Kursusgang 9 (Deep learning and transfer learning) Flashcards
What is deep learning?
A class of machine learning techniques that exploit many layers of non-linear information processing for feature extraction and transformation and for pattern analysis and classification.
Deep learning is capable of learning complex features in the data and it is able to handle large amounts of data, both labeled and unlabeled. Due to the ever-increasing computational power, it is now feasible with very large models e.g. large language models with a few trillion parameters.
What are the key models in neural networks?
Deep Neural Network (DNN)
Convolutional Neural Network (CNN)
Recurrent Neural Network (RNN)
Long Short-Term Memory (LSTM) RNNs
Generative Adversarial Networks (GANs)
Why did deep learning become popular in the early 2010’s?
Significantly more processing power, which allows higher model complexity and more adjustments to model structure.
We are in the big-data era, allowing interpolation rather than extrapolation.
Why use deep learning, when single hidden layer neural network are universal approximators?
Deep machines can represent more complex functions with less parameters and they can learn the same function with less training data, by reusing low-level feature detectors. Furthermore, features at higher layers more invariant (less sensitive to small shifts in the input) and discriminative than at lower layers.
True or false: The output layer of a deep neural network is typically a softmax function.
True, it guarantees that the output is a probability distribution.

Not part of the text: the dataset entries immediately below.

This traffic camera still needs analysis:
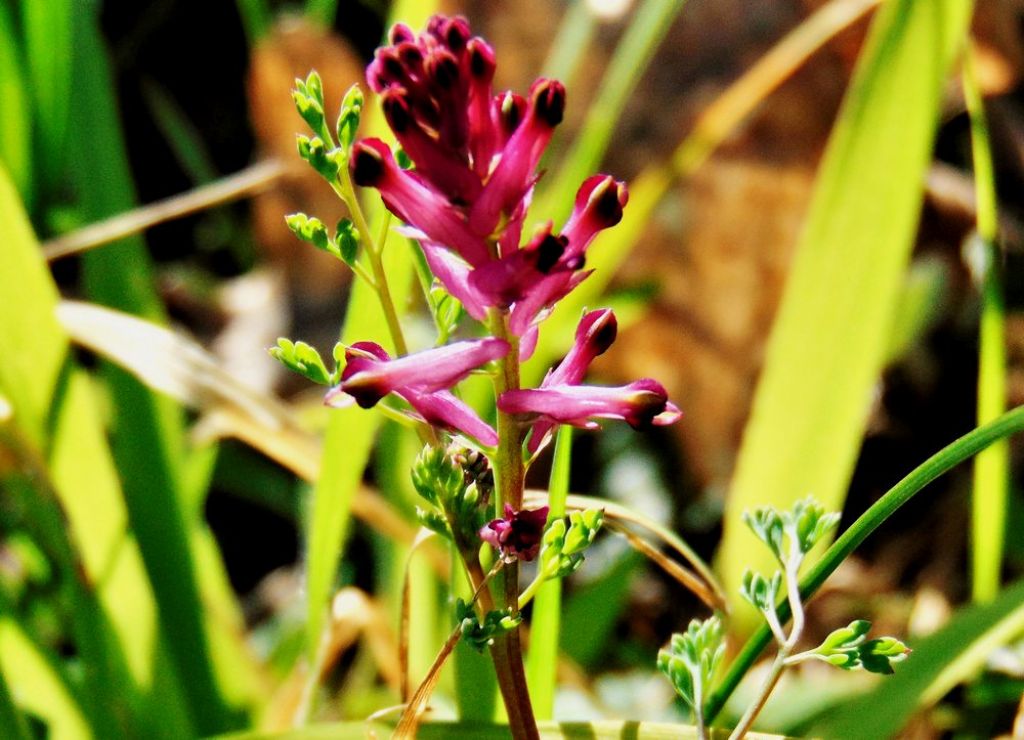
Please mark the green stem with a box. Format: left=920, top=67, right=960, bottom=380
left=705, top=404, right=1024, bottom=723
left=486, top=309, right=538, bottom=739
left=727, top=656, right=786, bottom=740
left=964, top=41, right=1008, bottom=604
left=335, top=172, right=408, bottom=357
left=517, top=574, right=546, bottom=610
left=728, top=541, right=805, bottom=739
left=693, top=679, right=707, bottom=740
left=335, top=172, right=440, bottom=445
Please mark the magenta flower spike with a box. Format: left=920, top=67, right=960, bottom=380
left=349, top=15, right=639, bottom=341
left=330, top=337, right=509, bottom=408
left=276, top=17, right=694, bottom=740
left=499, top=378, right=682, bottom=433
left=480, top=504, right=550, bottom=562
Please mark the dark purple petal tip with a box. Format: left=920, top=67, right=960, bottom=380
left=531, top=79, right=566, bottom=128
left=350, top=140, right=388, bottom=187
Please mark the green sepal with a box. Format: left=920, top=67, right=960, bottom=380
left=657, top=616, right=726, bottom=714
left=285, top=212, right=330, bottom=252
left=296, top=134, right=343, bottom=182
left=293, top=71, right=331, bottom=142
left=336, top=84, right=364, bottom=149
left=456, top=600, right=522, bottom=653
left=739, top=569, right=783, bottom=615
left=415, top=506, right=451, bottom=541
left=269, top=338, right=336, bottom=385
left=336, top=218, right=360, bottom=265
left=396, top=148, right=412, bottom=170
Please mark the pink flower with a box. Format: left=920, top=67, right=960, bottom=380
left=507, top=175, right=627, bottom=335
left=349, top=139, right=492, bottom=267
left=399, top=388, right=500, bottom=447
left=480, top=504, right=550, bottom=562
left=524, top=309, right=618, bottom=453
left=499, top=379, right=682, bottom=435
left=325, top=338, right=508, bottom=445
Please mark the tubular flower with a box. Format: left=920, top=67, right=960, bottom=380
left=324, top=339, right=507, bottom=445
left=480, top=504, right=550, bottom=562
left=499, top=379, right=682, bottom=436
left=524, top=309, right=618, bottom=453
left=352, top=14, right=625, bottom=337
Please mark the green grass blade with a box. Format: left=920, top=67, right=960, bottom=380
left=526, top=427, right=573, bottom=719
left=305, top=0, right=338, bottom=29
left=964, top=43, right=1008, bottom=604
left=0, top=660, right=30, bottom=740
left=67, top=8, right=234, bottom=733
left=541, top=2, right=598, bottom=83
left=0, top=618, right=91, bottom=740
left=302, top=0, right=438, bottom=666
left=236, top=0, right=272, bottom=47
left=810, top=578, right=1024, bottom=738
left=706, top=404, right=1024, bottom=722
left=0, top=175, right=65, bottom=449
left=0, top=161, right=194, bottom=737
left=49, top=371, right=162, bottom=687
left=538, top=0, right=686, bottom=225
left=717, top=0, right=975, bottom=632
left=20, top=0, right=73, bottom=196
left=0, top=3, right=31, bottom=207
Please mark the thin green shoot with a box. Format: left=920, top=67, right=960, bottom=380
left=964, top=40, right=1008, bottom=604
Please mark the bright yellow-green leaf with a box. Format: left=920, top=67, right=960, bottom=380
left=964, top=43, right=1008, bottom=604
left=0, top=619, right=91, bottom=740
left=717, top=0, right=975, bottom=632
left=0, top=162, right=65, bottom=449
left=49, top=369, right=160, bottom=687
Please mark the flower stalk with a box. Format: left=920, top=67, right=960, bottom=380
left=487, top=309, right=539, bottom=738
left=727, top=534, right=806, bottom=740
left=280, top=16, right=681, bottom=738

What are the drawbacks of deep neural networks?
They do not explicitly exploit known structures (e.g. translational variability) in the input data.

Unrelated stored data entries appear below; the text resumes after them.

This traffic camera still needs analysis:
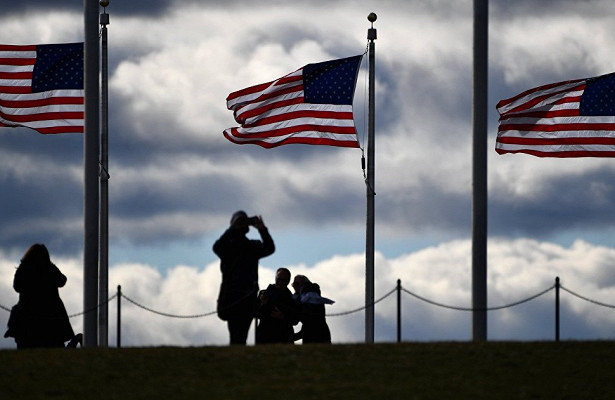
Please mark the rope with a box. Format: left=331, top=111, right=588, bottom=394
left=401, top=284, right=555, bottom=312
left=560, top=285, right=615, bottom=309
left=121, top=294, right=218, bottom=319
left=327, top=287, right=397, bottom=317
left=67, top=293, right=119, bottom=318
left=120, top=285, right=260, bottom=319
left=2, top=280, right=614, bottom=320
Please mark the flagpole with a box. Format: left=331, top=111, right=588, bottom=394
left=365, top=12, right=377, bottom=344
left=98, top=0, right=110, bottom=347
left=84, top=0, right=101, bottom=348
left=472, top=0, right=488, bottom=342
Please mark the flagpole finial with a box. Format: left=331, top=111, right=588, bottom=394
left=367, top=12, right=377, bottom=26
left=367, top=13, right=377, bottom=41
left=100, top=0, right=110, bottom=26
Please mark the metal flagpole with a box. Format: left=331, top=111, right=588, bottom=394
left=84, top=0, right=101, bottom=348
left=98, top=0, right=110, bottom=347
left=365, top=12, right=377, bottom=344
left=472, top=0, right=488, bottom=342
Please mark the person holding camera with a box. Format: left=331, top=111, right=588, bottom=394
left=214, top=210, right=275, bottom=345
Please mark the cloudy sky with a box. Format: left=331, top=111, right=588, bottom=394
left=2, top=0, right=615, bottom=348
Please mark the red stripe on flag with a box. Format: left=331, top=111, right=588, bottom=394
left=243, top=110, right=355, bottom=128
left=0, top=110, right=84, bottom=123
left=0, top=58, right=36, bottom=66
left=0, top=86, right=32, bottom=94
left=0, top=96, right=84, bottom=108
left=0, top=71, right=33, bottom=79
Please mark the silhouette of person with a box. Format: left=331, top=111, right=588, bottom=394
left=256, top=267, right=297, bottom=344
left=4, top=244, right=76, bottom=349
left=292, top=275, right=333, bottom=344
left=214, top=211, right=275, bottom=345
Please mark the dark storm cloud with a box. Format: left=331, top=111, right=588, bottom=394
left=491, top=0, right=604, bottom=18
left=3, top=0, right=615, bottom=258
left=0, top=130, right=83, bottom=255
left=4, top=0, right=181, bottom=17
left=3, top=0, right=333, bottom=18
left=377, top=179, right=471, bottom=238
left=490, top=169, right=615, bottom=239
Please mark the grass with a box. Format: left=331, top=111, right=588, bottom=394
left=1, top=341, right=614, bottom=399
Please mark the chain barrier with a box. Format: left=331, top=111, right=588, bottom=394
left=121, top=294, right=218, bottom=319
left=1, top=280, right=614, bottom=320
left=68, top=293, right=119, bottom=318
left=402, top=284, right=555, bottom=312
left=560, top=285, right=615, bottom=309
left=327, top=287, right=397, bottom=317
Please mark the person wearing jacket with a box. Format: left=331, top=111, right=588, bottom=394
left=256, top=268, right=297, bottom=344
left=5, top=244, right=75, bottom=349
left=213, top=211, right=275, bottom=345
left=292, top=274, right=333, bottom=344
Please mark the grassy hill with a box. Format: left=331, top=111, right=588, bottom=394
left=1, top=341, right=614, bottom=399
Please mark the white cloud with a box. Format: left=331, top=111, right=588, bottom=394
left=4, top=0, right=615, bottom=348
left=3, top=238, right=615, bottom=349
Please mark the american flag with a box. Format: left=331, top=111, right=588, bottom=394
left=0, top=43, right=84, bottom=134
left=223, top=55, right=363, bottom=148
left=496, top=72, right=615, bottom=157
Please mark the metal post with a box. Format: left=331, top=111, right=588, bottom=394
left=397, top=279, right=401, bottom=343
left=83, top=0, right=101, bottom=348
left=365, top=12, right=377, bottom=344
left=471, top=0, right=488, bottom=342
left=117, top=285, right=121, bottom=348
left=98, top=0, right=110, bottom=348
left=555, top=277, right=560, bottom=342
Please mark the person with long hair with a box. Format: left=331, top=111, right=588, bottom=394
left=5, top=244, right=77, bottom=348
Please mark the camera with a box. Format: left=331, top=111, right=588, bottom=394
left=247, top=216, right=259, bottom=226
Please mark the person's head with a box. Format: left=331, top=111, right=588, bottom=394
left=230, top=210, right=249, bottom=234
left=21, top=243, right=51, bottom=266
left=292, top=274, right=310, bottom=294
left=275, top=267, right=291, bottom=289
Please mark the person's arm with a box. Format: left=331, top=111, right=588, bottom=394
left=253, top=216, right=275, bottom=257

Furthermore, they do not explicitly apply operations that reduces variability (e.g., pooling and aggregation).
Hyperparameters can be hard to determine
What makes convolutional neural networks unique?
They replace the matrix multiplication in normal neural networks with convolution to
* Explicitly exploit the data structure
* Automatically generalize across spatial translations of inputs
* Be applicable to any input that is laid out on a grid (1-D, 2-D, 3-D, and so on)
Furthermore, they use pooling to reduce variability.
What is pooling?
Divide the feature map into smaller regions: These regions are typically non-overlapping. Pooling summarizes each region which is done by applying a pooling function:
* Max pooling: Selects the maximum value within each region.
* Average pooling: Calculates the average value within each region.
How are convolutional neural networks specifically designed for classification?
Early layers learn simple patterns like edges or gradients. Deeper layers capture more abstract patterns like shapes or objects. They alternate between convolutional and pooling layers. Just before the ouput, stack a deep neural network on top for the classification based on the features extracted by the convolutional neural network.
What are the limitations of convolutional neural networks?
They mainly deal with translational variability. They cannot take advantage dependencies and correlations between samples (and labels) in a sequence.
What makes recurrent neural networks unique?
It can model sequential data in a natural way, which is important if memory is important for decision making.
Recurrent neural networks have an internal state, often called a “hidden state,” that stores information about past inputs. This memory allows them to process sequential data effectively.
Recurrent connections loop information from previous steps back into the current step, enabling the network to maintain context and capture dependencies between elements in a sequence.
What are the limitations of recurrent neural networks?
Simple recurrent neural networks are difficult to train due to diminishing and explosion of gradients over time and they have difficulty modeling long-range dependencies.
What is a long short-term memory recurrent neural network?
It is a specific type of recurrent neural network designed to specifically deal with the diminishing/exploding gradient problem in typical recurrent neural networks.
What is a generative adversarial network?
Generative Adversarial Networks are a type of deep learning architecture that can generate highly realistic synthetic data. They are based on pitting two neural networks against each other in a competitive game.
A generator network will try to produce as realistic as possible outputs, such as images, and a discriminator network will try to differentiate between real images from a dataset and the fake images from the generator network.
How is a generative adversial network trained?
Both the generator and discriminator networks are initialized with random weights.
Alternate Training Steps:
Train the discriminator:
Feed real data samples to the discriminator and train it to classify them as real.
Feed generated data samples from the generator to the discriminator and train it to classify them as fake.
Train the generator:
Generate new data samples.
Feed these generated samples to the discriminator.
Train the generator to “fool” the discriminator by maximizing the probability that the discriminator classifies the generated samples as real.
These training steps continue iteratively.